Is there some mechanism for preventing a single node storing a single copy of the data, and then spoofing multiple identities and claiming payment as-if the data were stored across multiple nodes?
No and yes, that's kind of the point though. If miners are honest and pick only the N closest nodes (using the Kademlia distance metric), then there's high chance that the data will be distributed amongst at least >1 nodes. The more requested nodes in the storereq-tx the greater the chance the data is actually distributed. Metrics that show how dense the identities around your data are can give you an indicator of how likely it is that multiple nodes store the data instead of just a few. The more nodes you're willing to pay to store your data, the more secure your data is.

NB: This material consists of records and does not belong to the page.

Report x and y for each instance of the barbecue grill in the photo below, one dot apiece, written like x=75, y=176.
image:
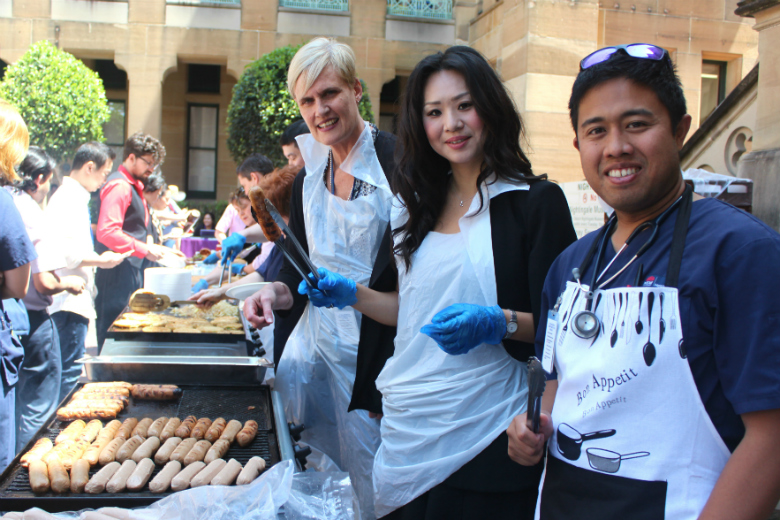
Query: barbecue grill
x=273, y=443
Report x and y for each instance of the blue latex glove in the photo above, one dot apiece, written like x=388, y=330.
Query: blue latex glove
x=201, y=285
x=463, y=326
x=231, y=246
x=342, y=291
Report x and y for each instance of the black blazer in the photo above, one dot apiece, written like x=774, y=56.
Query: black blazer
x=529, y=229
x=376, y=340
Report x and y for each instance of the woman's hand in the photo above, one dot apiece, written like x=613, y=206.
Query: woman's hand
x=463, y=326
x=341, y=291
x=259, y=308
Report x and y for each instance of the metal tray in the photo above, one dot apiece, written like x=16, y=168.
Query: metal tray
x=181, y=337
x=178, y=370
x=231, y=403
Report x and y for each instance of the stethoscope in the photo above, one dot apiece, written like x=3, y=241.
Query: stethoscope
x=585, y=324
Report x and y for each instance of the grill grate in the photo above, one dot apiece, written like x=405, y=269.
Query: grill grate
x=212, y=402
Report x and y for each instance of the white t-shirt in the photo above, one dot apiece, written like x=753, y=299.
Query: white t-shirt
x=68, y=217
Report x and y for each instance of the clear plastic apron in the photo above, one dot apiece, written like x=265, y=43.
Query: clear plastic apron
x=632, y=437
x=441, y=411
x=317, y=369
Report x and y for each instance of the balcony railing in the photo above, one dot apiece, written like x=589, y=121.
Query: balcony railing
x=437, y=9
x=320, y=5
x=208, y=3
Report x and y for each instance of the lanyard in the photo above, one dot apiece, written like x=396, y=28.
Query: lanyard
x=678, y=245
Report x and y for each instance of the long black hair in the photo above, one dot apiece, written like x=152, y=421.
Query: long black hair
x=36, y=163
x=422, y=177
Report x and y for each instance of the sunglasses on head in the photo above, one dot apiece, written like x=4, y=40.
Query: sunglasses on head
x=644, y=51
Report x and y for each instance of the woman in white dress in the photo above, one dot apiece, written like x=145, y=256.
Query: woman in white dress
x=475, y=232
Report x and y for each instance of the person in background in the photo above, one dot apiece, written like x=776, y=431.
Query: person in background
x=340, y=213
x=676, y=393
x=249, y=173
x=240, y=200
x=39, y=172
x=123, y=221
x=154, y=187
x=16, y=254
x=68, y=216
x=475, y=233
x=290, y=147
x=206, y=222
x=277, y=187
x=172, y=217
x=41, y=374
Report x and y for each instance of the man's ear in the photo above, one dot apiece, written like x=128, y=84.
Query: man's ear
x=682, y=130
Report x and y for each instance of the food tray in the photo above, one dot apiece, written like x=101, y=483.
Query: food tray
x=178, y=370
x=182, y=337
x=203, y=401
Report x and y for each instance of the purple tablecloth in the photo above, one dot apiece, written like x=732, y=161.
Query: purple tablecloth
x=190, y=246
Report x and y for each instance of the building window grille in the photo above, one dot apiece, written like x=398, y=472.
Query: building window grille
x=319, y=5
x=435, y=9
x=203, y=127
x=207, y=3
x=713, y=86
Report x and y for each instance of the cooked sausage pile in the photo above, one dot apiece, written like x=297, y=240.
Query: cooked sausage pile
x=191, y=452
x=106, y=400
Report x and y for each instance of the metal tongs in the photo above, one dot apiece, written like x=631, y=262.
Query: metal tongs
x=309, y=265
x=537, y=379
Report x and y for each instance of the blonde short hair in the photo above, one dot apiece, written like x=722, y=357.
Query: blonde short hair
x=14, y=141
x=312, y=58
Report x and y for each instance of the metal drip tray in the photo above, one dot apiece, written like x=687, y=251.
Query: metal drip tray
x=172, y=348
x=178, y=370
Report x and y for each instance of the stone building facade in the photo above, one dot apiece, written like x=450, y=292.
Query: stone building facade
x=151, y=49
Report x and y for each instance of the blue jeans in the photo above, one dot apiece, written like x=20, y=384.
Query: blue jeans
x=39, y=379
x=72, y=329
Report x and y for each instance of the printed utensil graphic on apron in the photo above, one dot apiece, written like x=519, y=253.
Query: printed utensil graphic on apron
x=648, y=351
x=570, y=440
x=638, y=324
x=662, y=324
x=623, y=324
x=601, y=322
x=609, y=461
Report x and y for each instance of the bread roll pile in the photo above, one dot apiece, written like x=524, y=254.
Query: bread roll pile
x=129, y=451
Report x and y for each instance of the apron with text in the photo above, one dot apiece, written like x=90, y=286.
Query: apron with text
x=317, y=369
x=632, y=437
x=440, y=410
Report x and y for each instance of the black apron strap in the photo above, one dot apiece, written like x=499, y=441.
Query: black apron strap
x=678, y=240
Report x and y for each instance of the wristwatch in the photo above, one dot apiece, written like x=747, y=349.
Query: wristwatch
x=511, y=327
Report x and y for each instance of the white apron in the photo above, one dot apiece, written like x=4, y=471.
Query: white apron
x=632, y=437
x=440, y=410
x=317, y=369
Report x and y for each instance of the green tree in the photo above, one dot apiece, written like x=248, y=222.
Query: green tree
x=62, y=101
x=261, y=107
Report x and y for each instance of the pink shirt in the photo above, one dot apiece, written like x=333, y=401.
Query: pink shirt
x=230, y=222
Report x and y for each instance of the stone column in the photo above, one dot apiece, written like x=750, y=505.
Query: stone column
x=762, y=165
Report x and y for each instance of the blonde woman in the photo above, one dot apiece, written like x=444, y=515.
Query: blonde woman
x=16, y=253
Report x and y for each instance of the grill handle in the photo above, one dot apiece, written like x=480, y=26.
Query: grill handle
x=282, y=432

The obvious solutions are proof-of-work or proof-of-stake, but I can't see how proof-of-work alone would suffice.
If the expected cost of performing the proof-of-work is greater than the reward for storing the block, then no one stores it. Otherwise, what's to stop an attacker from generating multiple possession-txs in order to claim all the available payments for a given storereq-tx?

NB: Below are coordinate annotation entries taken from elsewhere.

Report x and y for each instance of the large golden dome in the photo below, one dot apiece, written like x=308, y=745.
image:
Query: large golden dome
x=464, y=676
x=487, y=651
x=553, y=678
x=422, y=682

I imagine they would try, but like I said earlier, payments
should go to only the closest nodes to data. As the network grows, there will be too many identities that trying to get closer to a given data block wouldn't be worth it when you can just store some other data that you are actually close to. Managing a lot of identities and data blocks quickly becomes an exponential problem.
Proof-of-stake would at least provide some capital reserve to allocate to each identity, then you could add a field for minimum proof-of-stake amount into the storereq-tx, and/or you could use it as an ordering criteria instead of the Kademlia distance.
I will look into it, and TBH I haven't considered proof of stake for this. Sounds intriguing.